The Personal Income Tax Law, in modified conformity with federal law, generally imposes a tax on the income of residents in the state, as specified, and allows various credits against the taxes imposed by that law. The Personal Income Tax Law also imposes an annual tax on every limited partnership, limited liability partnership, and limited liability company doing business in this state, as specified, in an amount equal to the minimum franchise tax. The Corporation Tax Law imposes an annual tax on “S” corporations at a rate of 1.5% of its net income, or if greater, the minimum franchise tax, as specified.
Existing law requires any bill introduced on or after January 1, 2020, authorizing certain tax expenditures, as defined, to contain, among other things, specific goals, purposes, and objectives the tax expenditure will achieve, detailed
performance indicators, and data collection requirements.

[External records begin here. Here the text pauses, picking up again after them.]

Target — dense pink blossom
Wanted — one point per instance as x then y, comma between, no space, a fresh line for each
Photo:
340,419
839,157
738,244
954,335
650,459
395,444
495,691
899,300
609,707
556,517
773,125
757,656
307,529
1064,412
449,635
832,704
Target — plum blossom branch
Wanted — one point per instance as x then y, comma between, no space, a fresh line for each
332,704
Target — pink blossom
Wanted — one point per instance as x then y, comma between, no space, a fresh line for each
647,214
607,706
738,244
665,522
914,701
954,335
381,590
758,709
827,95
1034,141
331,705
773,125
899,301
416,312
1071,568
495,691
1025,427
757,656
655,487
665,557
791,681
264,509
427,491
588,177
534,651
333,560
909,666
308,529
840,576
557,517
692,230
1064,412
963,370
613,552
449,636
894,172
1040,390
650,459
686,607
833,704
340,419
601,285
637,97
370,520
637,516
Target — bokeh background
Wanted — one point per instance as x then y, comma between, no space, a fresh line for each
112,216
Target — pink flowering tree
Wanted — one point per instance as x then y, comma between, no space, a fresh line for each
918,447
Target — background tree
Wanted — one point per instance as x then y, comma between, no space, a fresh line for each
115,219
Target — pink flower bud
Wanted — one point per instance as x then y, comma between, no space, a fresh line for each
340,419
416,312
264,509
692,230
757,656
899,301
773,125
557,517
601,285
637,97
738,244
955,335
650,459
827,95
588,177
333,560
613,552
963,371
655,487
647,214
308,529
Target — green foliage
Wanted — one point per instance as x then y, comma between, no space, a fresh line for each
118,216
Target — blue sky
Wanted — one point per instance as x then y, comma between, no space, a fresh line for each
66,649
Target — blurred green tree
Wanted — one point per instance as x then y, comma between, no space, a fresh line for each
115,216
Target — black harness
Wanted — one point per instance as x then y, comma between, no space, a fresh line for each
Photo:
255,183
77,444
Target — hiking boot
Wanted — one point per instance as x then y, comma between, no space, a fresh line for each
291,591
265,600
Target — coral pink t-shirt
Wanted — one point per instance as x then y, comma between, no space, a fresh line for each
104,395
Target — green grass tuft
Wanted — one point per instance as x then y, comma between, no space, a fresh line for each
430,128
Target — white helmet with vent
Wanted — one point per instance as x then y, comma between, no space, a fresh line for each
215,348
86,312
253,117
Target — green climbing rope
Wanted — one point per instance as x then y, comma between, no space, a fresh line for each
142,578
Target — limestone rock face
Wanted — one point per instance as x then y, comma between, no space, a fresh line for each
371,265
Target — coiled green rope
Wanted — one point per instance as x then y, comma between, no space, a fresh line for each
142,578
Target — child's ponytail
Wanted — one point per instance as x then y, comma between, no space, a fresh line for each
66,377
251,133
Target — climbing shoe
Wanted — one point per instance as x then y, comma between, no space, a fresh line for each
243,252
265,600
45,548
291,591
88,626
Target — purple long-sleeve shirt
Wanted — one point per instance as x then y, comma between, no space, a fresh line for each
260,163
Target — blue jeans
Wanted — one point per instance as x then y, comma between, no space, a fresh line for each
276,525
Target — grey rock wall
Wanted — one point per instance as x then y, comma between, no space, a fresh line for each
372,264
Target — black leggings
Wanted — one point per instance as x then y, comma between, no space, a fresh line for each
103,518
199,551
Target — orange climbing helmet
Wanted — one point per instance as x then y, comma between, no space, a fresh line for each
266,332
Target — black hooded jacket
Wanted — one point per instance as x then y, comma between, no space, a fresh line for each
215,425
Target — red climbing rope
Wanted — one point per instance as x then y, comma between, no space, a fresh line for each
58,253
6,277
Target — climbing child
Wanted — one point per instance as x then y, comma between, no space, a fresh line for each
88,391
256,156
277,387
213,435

This bill, for taxable years beginning on or after January 1, 2021, and before January 1, 2026, would authorize a partnership or “S” corporation that meets certain other requirements to elect to pay an elective tax at a rate based on its net income, as specified, for the taxable year. The bill would authorize the Franchise Tax Board to adopt regulations to implement the elective tax and exempt those regulations from the rulemaking provisions of the Administrative Procedure Act. The bill, for taxable years beginning on or after January 1, 2021, and before January 1, 2026, would allow a credit against the personal income tax to a taxpayer, other than a partnership, that is a partner, shareholder, or member of an entity that elects to pay the elective tax authorized by the bill, in an amount equal to a specified percentage of the partner’s, shareholder’s, or member’s pro rata share or distributive share, as
applicable, of income subject to the elective tax paid by the entity. The bill would also provide findings to comply with the additional information requirement for any bill authorizing a new tax expenditure.